UDCT MNIST Classification

This example demonstrates how to use UDCTModule as a feature extractor for image classification on the MNIST dataset.

Instead of using convolutional layers, this network:

  1. Applies the Uniform Discrete Curvelet Transform (UDCT) to each image

  2. Uses all curvelet coefficients as features (every pixel in every wedge)

  3. Passes features through a two-layer MLP to classify into 10 digit classes

The key insight is that curvelet coefficients capture directional information at multiple scales, providing a meaningful representation for classification.

Architecture Overview

  • Input: MNIST images (28x28 grayscale)

  • Feature extraction: UDCTModule transforms each image into curvelet coefficients

  • Features: All coefficient values (every pixel in every wedge) form the feature vector

  • Classification: Two-layer MLP (Linear -> ReLU -> Linear) maps features to 10 classes

  • Batch processing: torch.vmap enables efficient batched inference

Credits

This example is adapted from the PyTorch MNIST example.

# sphinx_gallery_thumbnail_number = 2

from __future__ import annotations
import matplotlib.pyplot as plt
import torch
import torch.nn.functional as F
from sklearn.manifold import TSNE
from torch import nn, optim
from torch.optim.lr_scheduler import StepLR
from torchvision import datasets, transforms

from curvelets.torch import UDCTModule

UDCTNet: Curvelet-Based Classifier

This network replaces convolutional layers with the curvelet transform.

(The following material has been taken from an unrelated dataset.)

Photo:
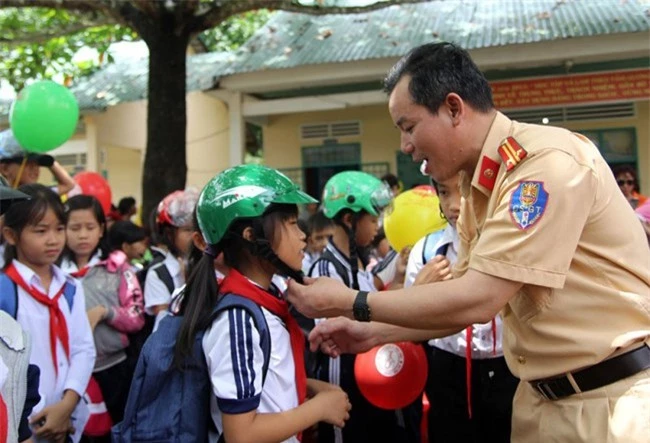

The key components are:

  1. UDCTModule: Computes curvelet coefficients for each image

  2. Feature extraction: Uses all coefficient values as features

  3. Two-layer MLP: Maps features to class probabilities

We use torch.vmap to efficiently process batches of images.

class UDCTNet(nn.Module):  # type: ignore[misc]
    """Neural network using UDCT for feature extraction."""

    def __init__(
        self,
        shape: tuple[int, int] = (28, 28),
        num_scales: int = 2,
        wedges_per_direction: int = 3,
        hidden_size: int = 128,
    ) -> None:
        super().__init__()
        self.udct = UDCTModule(
            shape=shape,
            num_scales=num_scales,
            wedges_per_direction=wedges_per_direction,
        )
        # Precompute number of features via dummy forward pass during init
        # UDCTModule returns flattened coefficients (all pixels in all wedges)
        with torch.inference_mode():
            dummy = torch.zeros(shape)
            n_features = self.udct(dummy).numel()
        self.fc1 = nn.Linear(n_features, hidden_size)
        self.fc2 = nn.Linear(hidden_size, 10)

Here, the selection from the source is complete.